Catégorie : Lectures – Classement par Genre

Le dissident chinois – Nell Freudenberger

le dissident chinoisNote/4 etoiles

Dans le cadre d’un échange artistique avec les Etats-Unis, Yuan Zhao, un jeune dissident chinois,  s’installe à Los Angeles pour un an. Il donne des cours d’art dans une école de jeunes filles, et est hébergé par la famille Travers.
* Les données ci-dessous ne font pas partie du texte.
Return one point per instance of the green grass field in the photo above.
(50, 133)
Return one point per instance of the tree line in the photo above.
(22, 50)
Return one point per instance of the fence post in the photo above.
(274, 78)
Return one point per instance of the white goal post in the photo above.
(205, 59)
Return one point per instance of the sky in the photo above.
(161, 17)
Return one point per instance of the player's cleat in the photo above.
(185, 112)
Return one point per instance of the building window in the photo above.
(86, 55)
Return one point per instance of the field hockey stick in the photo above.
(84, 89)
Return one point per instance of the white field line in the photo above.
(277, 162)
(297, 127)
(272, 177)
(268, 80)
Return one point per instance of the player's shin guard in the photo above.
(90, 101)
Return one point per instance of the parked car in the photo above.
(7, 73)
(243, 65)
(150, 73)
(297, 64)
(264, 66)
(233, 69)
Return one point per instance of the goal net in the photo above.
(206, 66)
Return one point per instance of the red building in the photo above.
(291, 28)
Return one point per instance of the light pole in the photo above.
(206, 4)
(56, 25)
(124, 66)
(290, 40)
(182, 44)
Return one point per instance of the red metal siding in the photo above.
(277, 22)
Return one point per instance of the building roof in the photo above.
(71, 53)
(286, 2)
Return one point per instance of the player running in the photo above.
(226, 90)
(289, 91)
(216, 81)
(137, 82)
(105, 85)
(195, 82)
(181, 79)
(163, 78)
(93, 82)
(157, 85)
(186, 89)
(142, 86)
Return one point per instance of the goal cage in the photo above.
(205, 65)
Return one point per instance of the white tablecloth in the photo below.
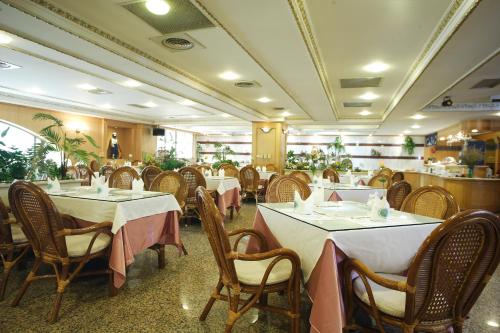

Malgré les apparences, l’équilibre familial de ses hôtes est fragile: Le père, Gordon, psychiatre et passionné de généalogie, s’éloigne de plus en plus de sa femme, Cece, et de ses enfants, Olivia et Max. Cece, si elle tente tant bien que mal de garder l’image d’une épouse attentionnée et d’une mère compréhensive, n’est pourtant plus amoureuse de son mari depuis longtemps,  et a du mal à accepter l’attitude provocatrice de ses enfants, surtout celle de son fils ainé, qui vient d’être condamné à des travaux d’intérêt général.  Le retour à L.A. du frère de Gordon, Phil, avec qui elle entretient une relation ambigüe, va semer encore un peu plus le trouble dans l’esprit de Cece.

Ce premier roman de Nell Freudenberger fonctionne sur l’alternance de deux récits, celui de Yuan Zhao (à la 1ère personne), et celui de Cece (à la 3ème personne). Le jeune  chinois  évoque surtout l’ébullition artistique d’un petit quartier de Pékin aux début des années 90,  et les performances audacieuses qu’y organisait un cousin talentueux. Ses souvenirs permettent de lancer quelques pistes de réflexions intéressantes sur l’art, sur son sens même (qu’est ce que l’art, qu’est ce qui n’en est pas?), ou sur la paternité d’une œuvre (la photo d’une performance appartient elle à l’artiste ou au photographe?).  Il se souvient aussi de la jolie Mieling… Yuan Zhao n’a pas grand chose en commun avec Cece, une américaine d’age mur qui tente de préserver l’unité vacillante de sa famille aux dépens de ses propres désirs. Rien en commun, si ce n’est peut être de n’avoir ni l’un ni l’autre trouvé leurs  vraies places dans leurs mondes respectifs. Roman doux amer sur les désirs inassouvis, les opportunités ratées et les faux semblants, Le dissident chinois touche par la finesse des personnages, et par la discrète émotion exhalée par leurs cheminements intérieurs. Dommage en revanche que le rapport entre ces deux personnages ne soit pas plus développé, Yuan et Cece ne font que se croiser, et l’auteur a finalement trop peu exploité le thème du choc des cultures. Un bon roman, mais qui me laisse quand même quelques regrets.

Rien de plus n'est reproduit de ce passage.